Sunday, August 8, 2010
The bottle in question was the recently released Zwack Maximilian, a brandy made in Kecskemet from late harvest Furmint grapes grown in the Tokaj region. Great grape, great growing region - a nice start. Then the brandy is aged in oak barrels, bottled by hand, and the result is a fine, fine brandy. And it has an interesting story - made from a long lost family recipe first concocted in 1912.
From 1790 to the second world war, the Zwack distillery operated continually in Budapest under several forms of government - mostly unopposed. However, the WWWII was different and the distillery was destroyed along with the rest of the city from American bombers and Soviet troops. The rest is from the company's history page:
- "After the war, during which the family lived in a cellar with two unexploded bombs, which they nicknamed Rózsa and Zsuzsa, over their heads, Mitzi's two brothers, János and Béla, completely rebuilt the factory using the most modern technology available at the time.When, in 1948, the firm was finally ready to resume production at pre-war levels, the newly instated Communist government confiscated everything the family possessed with no compensation and "the world as I knew it", to quote Péter Zwack the present heir to the Zwack Company, "came to an end". János fled to the West sitting on his shooting stick under an upturned barrel with the Unicum recipe in his breast pocket, having bribed the Russian drivers to take him across the border. Béla chose to remain in Hungary, and was deported, together with thousands of other "class enemies", to eke out a miserable existence on the Great Hungarian Plain.

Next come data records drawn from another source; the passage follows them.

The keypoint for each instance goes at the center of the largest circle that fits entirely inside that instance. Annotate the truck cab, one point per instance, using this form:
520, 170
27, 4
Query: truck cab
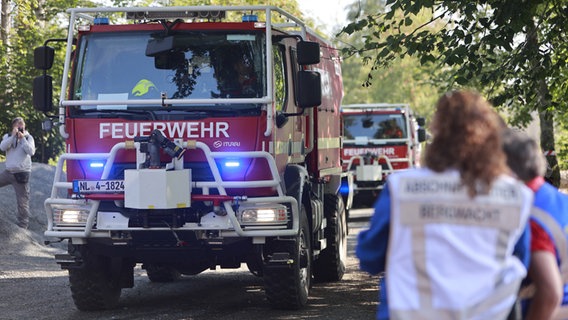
196, 138
378, 139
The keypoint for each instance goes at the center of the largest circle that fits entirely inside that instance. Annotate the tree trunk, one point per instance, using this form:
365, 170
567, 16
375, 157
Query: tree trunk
546, 115
4, 20
547, 145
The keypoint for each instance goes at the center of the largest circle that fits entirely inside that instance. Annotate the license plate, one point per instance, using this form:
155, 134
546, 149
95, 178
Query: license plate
98, 186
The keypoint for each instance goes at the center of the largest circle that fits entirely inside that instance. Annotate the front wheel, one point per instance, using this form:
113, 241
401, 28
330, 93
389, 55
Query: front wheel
330, 265
287, 285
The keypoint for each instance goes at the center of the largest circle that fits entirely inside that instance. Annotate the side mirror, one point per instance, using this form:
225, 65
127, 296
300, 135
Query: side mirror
43, 57
43, 93
421, 121
169, 60
421, 135
281, 119
308, 53
159, 46
309, 89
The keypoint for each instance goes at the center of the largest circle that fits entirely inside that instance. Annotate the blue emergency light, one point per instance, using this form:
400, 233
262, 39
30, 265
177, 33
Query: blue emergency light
250, 18
101, 20
96, 164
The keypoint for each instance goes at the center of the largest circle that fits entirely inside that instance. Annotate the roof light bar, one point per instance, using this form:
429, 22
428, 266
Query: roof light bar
153, 15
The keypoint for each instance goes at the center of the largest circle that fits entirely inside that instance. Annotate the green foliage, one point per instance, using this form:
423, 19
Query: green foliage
370, 76
514, 52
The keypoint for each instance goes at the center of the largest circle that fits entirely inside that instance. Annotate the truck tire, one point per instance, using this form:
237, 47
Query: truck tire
160, 273
331, 263
287, 286
91, 285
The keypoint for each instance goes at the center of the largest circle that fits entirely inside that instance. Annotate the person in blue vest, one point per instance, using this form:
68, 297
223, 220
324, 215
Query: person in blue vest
548, 270
444, 235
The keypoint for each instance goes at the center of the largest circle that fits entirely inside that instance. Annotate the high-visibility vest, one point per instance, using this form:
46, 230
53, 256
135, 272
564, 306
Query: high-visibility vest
449, 255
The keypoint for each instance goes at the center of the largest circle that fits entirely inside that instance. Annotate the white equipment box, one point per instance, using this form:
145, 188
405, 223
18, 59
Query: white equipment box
157, 189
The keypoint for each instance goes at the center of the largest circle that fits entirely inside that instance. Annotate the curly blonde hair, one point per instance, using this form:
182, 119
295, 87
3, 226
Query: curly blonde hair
467, 137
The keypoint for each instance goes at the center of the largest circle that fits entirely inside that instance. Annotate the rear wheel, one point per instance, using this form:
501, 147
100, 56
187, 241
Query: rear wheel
92, 285
287, 285
330, 265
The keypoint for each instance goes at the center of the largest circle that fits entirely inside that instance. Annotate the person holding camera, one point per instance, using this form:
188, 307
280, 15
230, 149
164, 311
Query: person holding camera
19, 146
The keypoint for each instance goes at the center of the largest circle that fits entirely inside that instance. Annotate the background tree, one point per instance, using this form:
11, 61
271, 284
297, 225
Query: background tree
513, 51
402, 81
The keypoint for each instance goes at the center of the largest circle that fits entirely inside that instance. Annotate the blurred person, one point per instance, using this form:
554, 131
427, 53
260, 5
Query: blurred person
548, 269
445, 234
19, 146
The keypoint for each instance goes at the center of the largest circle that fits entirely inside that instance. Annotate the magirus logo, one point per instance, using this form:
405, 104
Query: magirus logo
218, 144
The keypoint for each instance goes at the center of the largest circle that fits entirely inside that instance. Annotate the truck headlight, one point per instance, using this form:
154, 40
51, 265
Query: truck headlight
70, 217
263, 214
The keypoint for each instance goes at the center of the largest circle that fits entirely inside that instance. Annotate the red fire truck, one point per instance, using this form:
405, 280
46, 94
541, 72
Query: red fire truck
378, 139
196, 138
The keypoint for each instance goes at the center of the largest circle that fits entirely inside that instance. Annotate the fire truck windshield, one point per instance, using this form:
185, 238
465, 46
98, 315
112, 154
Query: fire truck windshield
374, 126
203, 65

Péter Zwack took a train to the Yugoslav border and then walked his way to Trieste where, with an overwhelming surge of joy and relief, he saw the British fleet at anchor in the bay.
- Péter Zwack returned to Europe in 1970. By then Unicum was already being successfully marketed and distributed in Italy, while Péter Zwack's role became that of opening up new markets and reviving old ones. As the winds of change swept over the whole Eastern bloc, Péter started to receive overtures from Hungary inviting him to return and take over the running of this old family factory.
- In 1987, while Hungary was still a Communist country, he took a gamble and returned home together with his family.
- Initially he entered into a Joint Venture with the Hungarian State and then in 1991, together with his partner, Emil Underberg, also a family company, he repurchased the entire State-owned conglomerate incorporating thirteen factories and thirteen hundred workers."
Today the distillery operates out of Kecskemet, a plant I must visit on our next trip overseas. And as for Unicum, maybe I was sampling the communist version and not the family version. The Zwack Maximilian - may last another week.